Inflation Could Squeeze Dollar Stores, Too

Caption and graphics courtesy by the Wall Street Journal

Dollar General’s results show rising overall prices are a problem not only for consumers but also for retailers’ input costs.

By guest author Jinjoo Lee from the Wall Street Journal

With U.S. inflation running at a 40-year high, it is getting tougher for consumers to stretch their dollars. That might seem like a bonanza for a retailer like Dollar General, but the picture is actually a bit more complicated.

Dollar General reported on Thursday that same-store sales declined 1.4% in the fourth quarter ended Jan. 28 from a year earlier, which was slightly worse than analyst expectations of a 0.8% decline. Customer traffic dropped, though the average basket size grew. That is partly due to inflation, but shoppers also were buying one more item on average compared with pre-pandemic levels. By the end of 2021, it had grown to an average of six items worth USD 16, up from five items worth USD 13 at the end of 2019.

Inflation is pinching Dollar General in multiple ways. One is on its gross margin line, which was 31.2% in the fourth quarter, a decline of 1.3 percentage points from a year earlier, as transportation and distribution became costlier. Capital expenditures are another issue; higher steel costs are expected to make new store openings more expensive, said Chief Executive Todd Vasos on an earnings call. For 2022, capex is set to be roughly 4 % of revenue, higher than the typical range of 2.5 % to 3 %.

Dollar General is trying to compensate. Notably, the retailer plans to rely less on third parties for hauling goods. By the end of 2022, its private fleet is expected to comprise 40 % of the tractors used to transport goods from distribution centers to stores, up from 20 % at the end of 2021. It also is continuing its rollout of self-distribution on frozen and refrigerated items, which already is yielding cost savings.

The more concerning—and unpredictable—effect of inflation is what it might do to the economic health of low-income people who comprise Dollar General’s core customer base. One worrying indicator is that inflation has been outpacing growth in wages for almost a year. Federal stimulus payments and expanded child tax credits also both ended last year, taking away an important boost to wallets. While there is consensus that lower-income consumers are getting pressured, there is divergence among analysts on what that means for dollar stores.

Bulls say that a stretched consumer should boost traffic as long as the job market is so robust. Mr. Vasos was upbeat, saying that the economic health of low-income consumers depends on whether they are employed. He also said that when gasoline prices hit $4 a gallon, consumers tend to stay closer to home. That should be an advantage to Dollar General, whose stores tend to be closer to homes compared with larger retailers.
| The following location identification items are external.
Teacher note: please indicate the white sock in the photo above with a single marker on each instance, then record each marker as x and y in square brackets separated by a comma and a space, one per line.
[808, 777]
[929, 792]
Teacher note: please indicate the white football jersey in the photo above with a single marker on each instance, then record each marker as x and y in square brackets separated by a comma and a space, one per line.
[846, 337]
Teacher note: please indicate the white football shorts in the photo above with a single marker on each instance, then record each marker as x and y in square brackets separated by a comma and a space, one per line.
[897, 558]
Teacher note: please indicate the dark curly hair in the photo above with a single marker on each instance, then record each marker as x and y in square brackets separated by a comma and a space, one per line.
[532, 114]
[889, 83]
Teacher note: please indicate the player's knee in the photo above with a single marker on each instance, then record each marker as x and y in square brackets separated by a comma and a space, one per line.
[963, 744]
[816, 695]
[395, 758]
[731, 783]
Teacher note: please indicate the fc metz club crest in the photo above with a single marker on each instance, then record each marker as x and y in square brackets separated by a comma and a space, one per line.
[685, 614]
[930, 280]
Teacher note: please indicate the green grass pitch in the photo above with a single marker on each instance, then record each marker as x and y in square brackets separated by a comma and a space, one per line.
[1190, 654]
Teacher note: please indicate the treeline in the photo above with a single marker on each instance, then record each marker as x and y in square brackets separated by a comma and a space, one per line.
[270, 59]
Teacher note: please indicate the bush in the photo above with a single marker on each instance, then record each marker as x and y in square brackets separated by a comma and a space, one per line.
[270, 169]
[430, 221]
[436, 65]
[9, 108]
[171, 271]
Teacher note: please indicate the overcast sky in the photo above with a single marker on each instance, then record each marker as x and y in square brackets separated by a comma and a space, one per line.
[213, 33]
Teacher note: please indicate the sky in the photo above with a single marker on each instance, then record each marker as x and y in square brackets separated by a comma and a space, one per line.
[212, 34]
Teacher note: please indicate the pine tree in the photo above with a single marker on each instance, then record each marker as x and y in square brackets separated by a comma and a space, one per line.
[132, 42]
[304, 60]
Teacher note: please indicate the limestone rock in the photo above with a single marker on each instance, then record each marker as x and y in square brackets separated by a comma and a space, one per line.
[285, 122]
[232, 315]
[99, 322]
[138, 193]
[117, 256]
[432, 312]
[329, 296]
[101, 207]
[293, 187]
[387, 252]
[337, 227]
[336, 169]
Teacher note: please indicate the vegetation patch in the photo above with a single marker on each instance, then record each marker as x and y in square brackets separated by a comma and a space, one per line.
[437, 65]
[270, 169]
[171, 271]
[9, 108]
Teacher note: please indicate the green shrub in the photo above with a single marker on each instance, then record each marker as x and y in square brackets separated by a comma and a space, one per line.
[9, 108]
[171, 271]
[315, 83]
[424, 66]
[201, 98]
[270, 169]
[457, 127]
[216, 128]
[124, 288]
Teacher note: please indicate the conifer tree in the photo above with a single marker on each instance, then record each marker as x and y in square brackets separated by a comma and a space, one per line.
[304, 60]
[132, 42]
But things could look worse first before they get better. Scot Ciccarelli, analyst at Truist Securities, notes that going into the 2007-09 recession, as low-income consumers started getting squeezed first by sharply rising food and gas prices, same-store sales at dollar stores declined toward the end of 2007. Only starting in 2008, when unemployment levels started spiking, hitting higher-income consumers too, did dollar stores begin thriving as more shoppers traded down.

Better-than-expected growth at Dollar General could, unfortunately, end up being a negative indicator for the U.S. economy overall.